Maria Suely da Costa; Eduardo de Jesus Avelino do Nascimento

Universidade Estadual da Paraíba - [email protected] /Universidade Estadual da Paraíba –

[email protected]

Resumo: A proposta deste estudo tem por foco as representações da mulher negra sob outro viés, a

exemplo de mulheres enquanto sujeitos que resistiram a um sistema de exploração, tornando-se

protagonistas de sua história. Nesse contexto, as produções literárias biográficas apontarão para um

discurso traçado pelas marcas de uma valorização da imagem da mulher negra, ou seja, a possibilidade

de identificar a valorização mediante a configuração de uma identidade positiva. Tais aspectos são

notáveis em produções poéticas da cordelista cearense Jarid Arraes, escritora comprometida com

projetos sobre direitos humanos.
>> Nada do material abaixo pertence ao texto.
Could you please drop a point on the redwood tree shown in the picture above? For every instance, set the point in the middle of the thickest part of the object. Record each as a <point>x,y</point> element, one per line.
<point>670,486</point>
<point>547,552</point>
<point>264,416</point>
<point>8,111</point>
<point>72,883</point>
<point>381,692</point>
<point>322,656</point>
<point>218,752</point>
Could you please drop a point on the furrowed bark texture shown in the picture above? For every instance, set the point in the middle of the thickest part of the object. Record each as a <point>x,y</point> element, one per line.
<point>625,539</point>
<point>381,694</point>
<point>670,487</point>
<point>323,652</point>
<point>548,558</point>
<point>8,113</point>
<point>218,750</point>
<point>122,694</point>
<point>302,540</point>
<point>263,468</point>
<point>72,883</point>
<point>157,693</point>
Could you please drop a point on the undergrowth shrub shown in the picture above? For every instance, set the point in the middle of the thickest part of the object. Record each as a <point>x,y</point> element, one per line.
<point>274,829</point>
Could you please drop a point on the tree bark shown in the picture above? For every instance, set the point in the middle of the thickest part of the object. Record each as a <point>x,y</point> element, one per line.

Uma leitura comparativa dessa produção tende a melhor

compreensão das formas de como essa modalidade literária detém a representação do imaginário

histórico. O que se pretende, mais especificamente, nesta investigação que ora se apresenta, é verificar

os processos de construção/reconstrução da representação de uma identidade positiva da mulher negra

em textos da literatura cordel, que tende a assinalar a visão de uma identidade negra afirmativa. Este

texto mostra parte de uma pesquisa cuja proposta tem um caráter de continuidade na investigação de

uma problemática que é ao mesmo tempo representativa do sistema cultural brasileiro: os aspectos que

definem a representação da mulher negra pelo viés da literatura. Porém, não deixa de ser inovadora,

uma vez que pretende ampliar o processo de investigação referente à produção do cordel no contexto

da literatura em específico referente à mulher negra que lutou na resistência do Brasil escravocrata. Do

ponto de vista da arte, enquanto espaço propiciatório para representação e difusão de ideias e valores,

pode revelar o papel dessa literatura que, em sua interação com a comunidade na qual se insere, tende

a contribuir para reflexões de aspectos formadores de uma identidade, nesse contexto atual, da mulher

negra.

Palavras-chave: Literatura, Mulher, Identidade.

Introdução

Os registros literários mostram-se ser de suma importância para a compreensão dos

sujeitos em determinados períodos históricos, pois acabam por fornecerem dados da realidade

que muitas vezes não são captados pelos registros históricos ou quando o são poucos são

divulgados. Isso porque a literatura “percorre regiões da experiência que os outros discursos

negligenciaram, mas que a ficção reconhece em seus detalhes”. (COMPAGNON, 2009, p.50).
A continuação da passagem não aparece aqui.